First things first: I used to self-define as a feminist. I have never knowingly disrespected anyone because of their gender. I respect my mum, my sister and my girlfriend more than almost anyone else I know. But when I came to Cambridge, I was basically told to shut up about feminist issues by the first ‘proper’ feminist I spoke to: being a man, I had no right to opinions. In fact, I would say that the attitude of the ‘official’ Cambridge Feminists was the thing that really turned me away from the movement.

I still always thought, and think, that women are, and should be, equal. I also think that, in some ways, they aren’t yet. Of course, most of these ways are outside Cambridge – a university that, for its many faults, is ahead of the curve. But yes, the battle is not completely won.

Nonetheless, I have styled myself as an egalitarian since my first few weeks here. I don’t want to campaign for women’s issues, or men’s issues. I want to campaign for equality.

That all still stands. But this week I had a realisation: campaigning for equality is important and useful, but it doesn’t mean we don’t still need feminism. And I need it as much as anyone.

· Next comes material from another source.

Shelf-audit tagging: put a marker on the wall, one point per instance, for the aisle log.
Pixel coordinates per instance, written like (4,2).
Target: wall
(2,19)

On Tuesday, I became aware of the “I need feminism because…” campaign in Cambridge. I’d seen a similar one in Oxford, and, as is my way, I decided to go through the pictures explaining to myself why each reason was either ill thought through (which some of them are) or actually a valid point on why we need egalitarianism.

I reached a certain picture that, like several others, said something along the lines of, “I need feminism because I didn’t ask for sexual attention”. The picture was of a woman I didn’t find particularly attractive. Before I could stop myself, a little thought popped into my head: “Yeah, I bet YOU didn’t ask for it”. It was a repulsive thought, said in my ‘Lad lad lad, banter banter banter’ voice (which sounds like Alfie Moon from Eastenders). I didn’t mean it, and I’d never have said it out loud. It was just a joke, by a ‘persona’ I would hate if I had to talk to. But I can’t get past the fact that it was the first thing that popped into my head.

I’m writing this anonymously because I’m ashamed of that reaction – and because I think there are lots of people out there who go through a similar process. And that’s not ok.

So yes, Cambridge doesn’t need feminism as badly as certain parts of the world need it – not like places that allow genital mutilation, not like places that encourage forced marriages, and not like places that ban abortions or contraception. Not even like America. But we still need it.